Oleh: Mardijah S. Ag.
Sekitar Maret 2020, kisaran bulan Maret. Berita
tentang Virus Corona mengguncang dunia. Kota Wuhan, awal virus itu berasal
seolah-olah menjadi kota mati. Sepi, tak ada yang berani keluar rumah. Kerumunan
dilarang. Setiap orang di haruskan menjaga jarak, memakai masker jika keluar
rumah. Hingga secara ekstrim pemerintah China, melakukan lockdown terhadap Kota Wuhan. Tidak berhenti sampai di situ, virus itu ternyata merebak juga ke
beberapa kota di dunia. Video orang tumbang dan mati di jalan menjadi viral di
media sosial. Berkidik!
Tak
terbayang sebelumnya bahwa , Indonesiapun terdampak. Bahkan seluruh dunia. Tak
terelakan. Terlepas dari simpang siurnya berita tentang virus-19 itu. Yang kita
rasakan adalah segala lini kehidupan harus beradaptasi. Kewajiban menegakkan
Protokol Kesehatan (mencuci tangan, menjaga jarak, memakai masker dan
lain-lain) menjadi syarat mutlak. Jika mau hidup taati, atau terpapar. Segala
bentuk kerumunan menjadi kecemasan penyebar virus. Menciptakan kluster baru
yang dikhwatirkan melebarnya penularan. Tak Pelak lagi, dunia pendidikanpun
terdampak. Sekolah wajib melakukan pembelajaran secara on line. Harus dalam jaringan (daring).
Sebagai
guru, jujur, saya kaget setengah mati. Bertemu tiap hari dengan anak-anak didik
saja, tidak jamin mereka menjadi sesuai harapan. Ini malah jarak jauh.

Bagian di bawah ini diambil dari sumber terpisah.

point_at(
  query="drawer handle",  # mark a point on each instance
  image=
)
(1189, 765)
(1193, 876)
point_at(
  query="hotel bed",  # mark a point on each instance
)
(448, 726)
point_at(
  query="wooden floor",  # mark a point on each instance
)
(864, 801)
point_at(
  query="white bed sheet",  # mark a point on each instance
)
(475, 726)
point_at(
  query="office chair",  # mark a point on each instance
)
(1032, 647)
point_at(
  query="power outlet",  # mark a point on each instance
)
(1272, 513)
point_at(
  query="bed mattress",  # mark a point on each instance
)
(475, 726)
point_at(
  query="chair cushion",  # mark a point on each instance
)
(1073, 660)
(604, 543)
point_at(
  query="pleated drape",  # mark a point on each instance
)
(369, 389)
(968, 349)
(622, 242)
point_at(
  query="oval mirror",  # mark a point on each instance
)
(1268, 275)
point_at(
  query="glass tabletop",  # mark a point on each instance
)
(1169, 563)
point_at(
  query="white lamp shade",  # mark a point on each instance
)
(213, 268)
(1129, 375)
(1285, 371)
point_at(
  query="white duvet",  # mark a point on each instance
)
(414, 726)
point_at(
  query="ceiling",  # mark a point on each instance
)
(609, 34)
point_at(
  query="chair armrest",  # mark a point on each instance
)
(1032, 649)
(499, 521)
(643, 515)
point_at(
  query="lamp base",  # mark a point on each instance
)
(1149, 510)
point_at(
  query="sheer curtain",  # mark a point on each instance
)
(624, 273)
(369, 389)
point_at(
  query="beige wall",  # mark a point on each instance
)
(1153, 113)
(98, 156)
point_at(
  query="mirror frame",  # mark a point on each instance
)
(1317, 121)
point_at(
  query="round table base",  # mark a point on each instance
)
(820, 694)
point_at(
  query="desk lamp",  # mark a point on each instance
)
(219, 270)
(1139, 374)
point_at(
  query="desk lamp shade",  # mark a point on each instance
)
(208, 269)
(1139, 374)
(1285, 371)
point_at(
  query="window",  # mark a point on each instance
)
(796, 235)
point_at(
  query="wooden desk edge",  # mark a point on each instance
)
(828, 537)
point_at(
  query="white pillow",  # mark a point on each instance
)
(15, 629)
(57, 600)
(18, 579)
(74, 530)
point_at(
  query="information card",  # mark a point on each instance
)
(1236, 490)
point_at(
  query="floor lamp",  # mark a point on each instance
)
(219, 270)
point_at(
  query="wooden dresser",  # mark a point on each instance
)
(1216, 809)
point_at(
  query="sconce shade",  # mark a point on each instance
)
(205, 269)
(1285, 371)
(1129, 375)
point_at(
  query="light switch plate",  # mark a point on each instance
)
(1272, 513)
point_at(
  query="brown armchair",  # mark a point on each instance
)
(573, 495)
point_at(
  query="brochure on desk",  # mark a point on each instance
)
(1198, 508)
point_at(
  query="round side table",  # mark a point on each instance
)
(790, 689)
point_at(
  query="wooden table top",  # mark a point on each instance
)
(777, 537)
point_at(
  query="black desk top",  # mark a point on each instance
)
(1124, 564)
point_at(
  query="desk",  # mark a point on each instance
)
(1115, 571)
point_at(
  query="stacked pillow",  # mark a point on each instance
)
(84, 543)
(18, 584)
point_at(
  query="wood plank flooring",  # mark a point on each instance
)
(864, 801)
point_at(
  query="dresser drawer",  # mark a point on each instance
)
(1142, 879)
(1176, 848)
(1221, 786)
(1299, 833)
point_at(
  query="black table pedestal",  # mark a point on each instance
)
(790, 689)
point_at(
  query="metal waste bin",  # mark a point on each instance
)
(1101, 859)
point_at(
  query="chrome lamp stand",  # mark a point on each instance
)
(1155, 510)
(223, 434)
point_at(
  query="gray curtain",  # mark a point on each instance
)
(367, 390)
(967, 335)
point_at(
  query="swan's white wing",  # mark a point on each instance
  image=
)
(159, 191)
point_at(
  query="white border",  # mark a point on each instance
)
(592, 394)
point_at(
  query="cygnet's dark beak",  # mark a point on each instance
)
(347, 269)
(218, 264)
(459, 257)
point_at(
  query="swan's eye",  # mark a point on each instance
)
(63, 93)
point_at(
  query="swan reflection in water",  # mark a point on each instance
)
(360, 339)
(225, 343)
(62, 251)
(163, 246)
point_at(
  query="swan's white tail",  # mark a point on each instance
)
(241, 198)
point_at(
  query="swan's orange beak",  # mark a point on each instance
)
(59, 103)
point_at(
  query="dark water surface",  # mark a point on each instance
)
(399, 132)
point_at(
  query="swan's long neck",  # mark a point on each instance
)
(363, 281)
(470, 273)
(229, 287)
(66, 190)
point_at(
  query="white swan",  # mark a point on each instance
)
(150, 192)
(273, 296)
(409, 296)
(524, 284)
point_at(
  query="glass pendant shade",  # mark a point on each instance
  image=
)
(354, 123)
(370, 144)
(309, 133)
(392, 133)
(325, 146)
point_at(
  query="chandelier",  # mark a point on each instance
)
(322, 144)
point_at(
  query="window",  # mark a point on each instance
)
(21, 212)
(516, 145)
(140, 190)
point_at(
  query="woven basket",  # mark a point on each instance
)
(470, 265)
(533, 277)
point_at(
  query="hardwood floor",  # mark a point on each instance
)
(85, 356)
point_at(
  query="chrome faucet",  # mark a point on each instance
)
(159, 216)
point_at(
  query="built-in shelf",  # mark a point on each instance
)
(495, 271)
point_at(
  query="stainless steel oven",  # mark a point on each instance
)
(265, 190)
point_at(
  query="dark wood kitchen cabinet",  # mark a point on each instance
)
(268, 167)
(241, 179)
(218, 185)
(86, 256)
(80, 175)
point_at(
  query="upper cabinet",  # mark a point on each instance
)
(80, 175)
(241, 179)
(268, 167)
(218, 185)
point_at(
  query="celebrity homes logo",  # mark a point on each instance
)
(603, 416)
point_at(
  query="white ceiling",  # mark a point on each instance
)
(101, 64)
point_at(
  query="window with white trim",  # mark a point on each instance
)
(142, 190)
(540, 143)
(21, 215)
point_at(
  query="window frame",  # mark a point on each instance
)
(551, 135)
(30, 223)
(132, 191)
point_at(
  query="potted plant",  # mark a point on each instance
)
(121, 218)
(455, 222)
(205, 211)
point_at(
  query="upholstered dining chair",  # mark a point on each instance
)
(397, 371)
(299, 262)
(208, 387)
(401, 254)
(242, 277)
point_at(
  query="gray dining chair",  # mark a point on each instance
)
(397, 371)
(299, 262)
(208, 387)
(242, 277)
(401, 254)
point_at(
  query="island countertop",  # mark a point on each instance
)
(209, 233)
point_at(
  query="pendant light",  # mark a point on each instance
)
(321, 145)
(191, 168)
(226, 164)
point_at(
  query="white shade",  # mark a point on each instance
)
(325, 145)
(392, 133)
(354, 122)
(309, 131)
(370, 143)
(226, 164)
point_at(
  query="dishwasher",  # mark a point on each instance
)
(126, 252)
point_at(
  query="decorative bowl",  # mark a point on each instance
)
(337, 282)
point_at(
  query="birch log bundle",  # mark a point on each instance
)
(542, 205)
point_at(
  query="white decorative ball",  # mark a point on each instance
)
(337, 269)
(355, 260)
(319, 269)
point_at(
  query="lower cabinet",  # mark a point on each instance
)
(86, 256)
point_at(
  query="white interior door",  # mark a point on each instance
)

Bagaimana mungkin? Jika di sekolah, pagi di awali dengan sholat duha, lanjut ke
kelas, sholat dhuhur berjamaah, makan siang bersama di ruang makan. Tetap
mengajarkan adab makan yang baik di ruang makan. Mereka terus terlatih makan
apapun yang disajikan, makan sayur, membersihkan bekas makan sendiri. Menjaga
kebersihan ruang makan. Sabar antri dan selalu belajar berbagi. Bermain
bersama, kemah bersama, game bersama. Dan semua bentuk sentuhan, pembinaan
karakter, kandas! Tidak bisa lagi. Lalu bagaimana?
Kita
semua mafhum, dalam satu kelas terdapat berbagai ragam individu. Jika satu
kelas ada 30 anak. Maka 30 anak individu yang berbeda. Mereka juga punya tipe
dan pola pembelajaran yang berbeda. Selama puluhan tahun mengajar, pola belajar
tidaklah cukup terwakili dengan hanya 3 saja, yakni tipe auditori, visual atau kinestetik. Ada
anak yang perpaduan antara kinestetik dan visual. Ada yang perpaduan auditori
sekaligus kinestetik. Ada yang bahkan kurang menunjukan minat belajar. Ada yang
super cuek, namun tenang. Ada yang cuek namun bikin ulah.
Namun
hidup terus berjalan. Belajar tidak boleh berhenti. Guru berusaha mencari
solusi dan murid belajar beradaptasi. Orang tua harus rela menjadi guru di rumah, pendamping
sekaligus tutor. Rumah sudah berfungsi menjadi kelas. Bahkan tidak hanya rumah,
jalan, dimana saja harus siap menjadi kelas. Belajar tidak lagi di kelas, bisa di mana saja.
Dulu
siswa bepergian , bisa jadi alasan untuk ijin. Sekarang tidak lagi. Asal
membawa Hp, maka belajar tetap berjalan. Dunia menjadi kelas raksasa bagi semua
orang. Guru tidak lagi hanya menyajikan materi, tapi menjadi “jendela materi”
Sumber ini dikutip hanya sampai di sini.